Is your personal performance standard to consistently do good or great work, or is it to do just enough not to get fired?

So many of us have dropped our personal performance standard. As a coach, I routinely work with people who are okay with doing average. When asked how their weekend was, the answer is “not bad.” When asked how they are doing on their goals and objectives in the workplace, the answer is “not bad.”

“Not bad” doesn’t mean good.

So, what causes us to settle?

I see it this way. We are each born with amazing potential that remains hidden in us until we do two things:

  1. Identify it.
  2. Choose to use it.

To discuss potential, we talk about strengths, interests and values. Knowing and using these is how to bring your A-game – not your C-game.

When you know and use your strengths, you lead with your greatest abilities. You tap into what is strongest and best in you. Imagine your impact and potential when you know and choose to use your strengths.

Consider this:

  • Interests: When you know and include your interests in your day, you feel energized. You respond differently to things you like than the things you don’t like. You give it more effort, greater thought and therefore greater results. Imagine your impact when you know and choose to incorporate your interests in your day.
  • Values: When you know and include your values in your day, you have greater clarity in how to move through your day. I like to consider values as our guardrails; they define our edges so we feel balanced and confident, letting us focus on our strengths and interests throughout our days. Check in on your values to determine if excellence is one of your values. What would it take to develop this value and what would be the impact if it guided your approach to everything you do?

Now, with this perspective, think about your workplace relationships. Which ones are “not bad” and which ones are good or great? What do you do differently in those that are better than average and what is the impact on you, your performance and your degree of impact and happiness in the workplace? Who do you have to be to bring your A-game to your workplace relationships?

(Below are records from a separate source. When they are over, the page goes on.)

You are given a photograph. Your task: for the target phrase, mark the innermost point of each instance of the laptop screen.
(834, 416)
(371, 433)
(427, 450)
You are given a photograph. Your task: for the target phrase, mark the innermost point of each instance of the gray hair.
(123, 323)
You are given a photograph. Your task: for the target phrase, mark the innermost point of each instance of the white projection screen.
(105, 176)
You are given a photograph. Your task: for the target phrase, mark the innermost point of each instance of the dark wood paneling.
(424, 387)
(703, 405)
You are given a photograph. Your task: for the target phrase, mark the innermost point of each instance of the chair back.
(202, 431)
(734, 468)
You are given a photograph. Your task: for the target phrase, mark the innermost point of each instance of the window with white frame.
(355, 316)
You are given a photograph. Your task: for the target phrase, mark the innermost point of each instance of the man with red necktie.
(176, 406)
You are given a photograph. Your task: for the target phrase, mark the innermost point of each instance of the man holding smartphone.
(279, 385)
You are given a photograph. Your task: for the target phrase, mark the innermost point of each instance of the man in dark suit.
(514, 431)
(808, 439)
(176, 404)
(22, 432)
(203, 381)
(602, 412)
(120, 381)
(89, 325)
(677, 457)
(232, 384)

Now, think about your workplace culture. Where is it “not bad” and where is it actually good or great? What could you do to share your thoughts with management to improve the employee experience? If you are a manager, how can you engage your employees to share their perspectives and opinions and raise the quality of the workplace culture, thereby increasing engagement to drive productivity, performance and retention?

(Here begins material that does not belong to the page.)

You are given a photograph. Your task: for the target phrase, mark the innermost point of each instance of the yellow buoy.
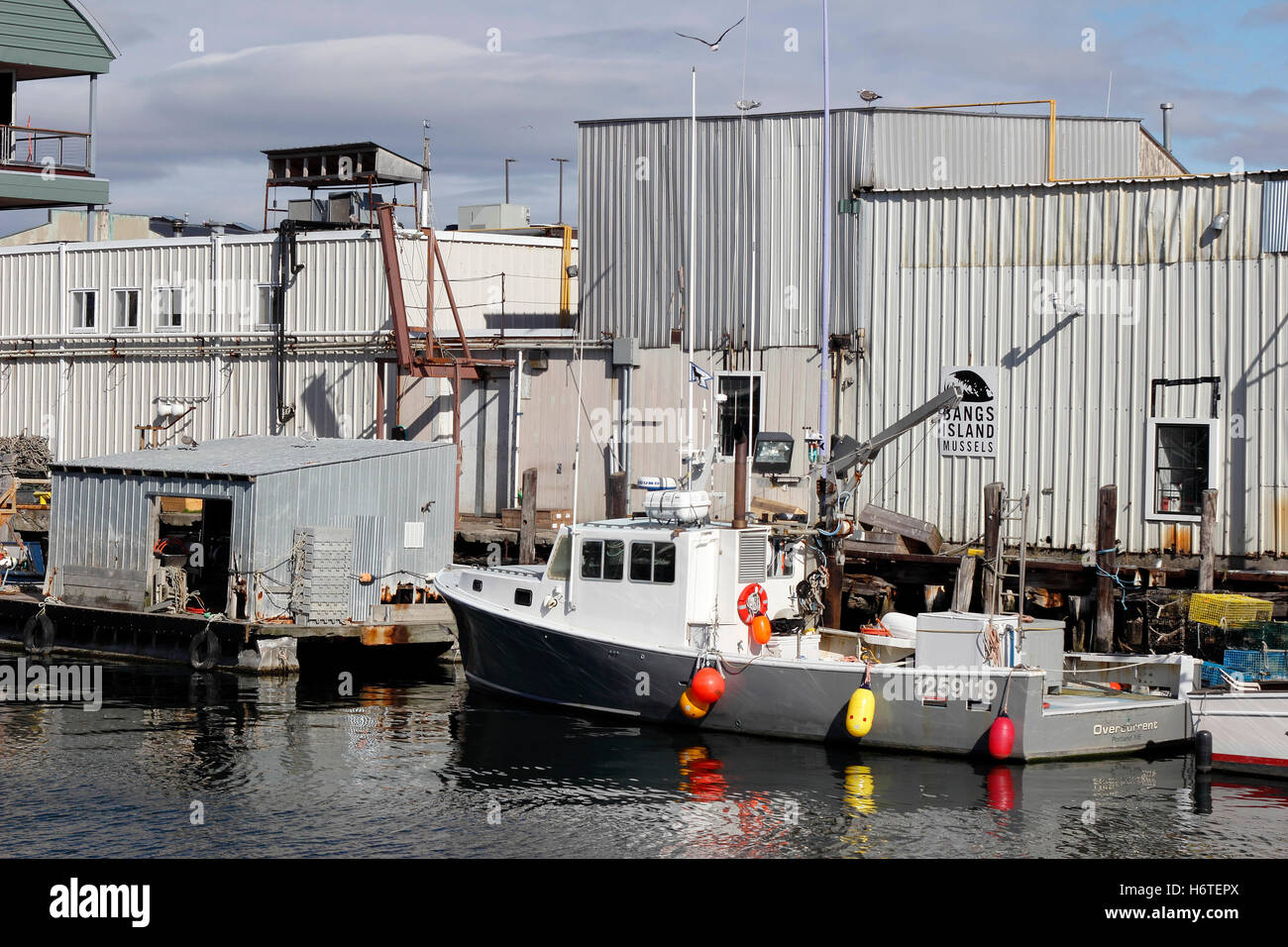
(858, 715)
(694, 707)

Finally, think about your work. Where is it “not bad” and where is it actually good or great? Are you in a role that needs what you do and like best? Does your work inspire you to play full out or do you do just enough not to get fired? What can you do to better align yourself to a role that amplifies your focus on excellence, or how can you change your internal talk to do and be your best, regardless of what is going on around you?

Take Action
You choose how to show up to work and life. Sometimes the workplace can make this easier for you. However, it is always your choice to accept “not bad” or good / great as an outcome. Stop and Notice where you play small and where you bring your best. Make one change in something you deliver as “not bad” and raise it to good or great. Notice how work and life improve when you raise your standard.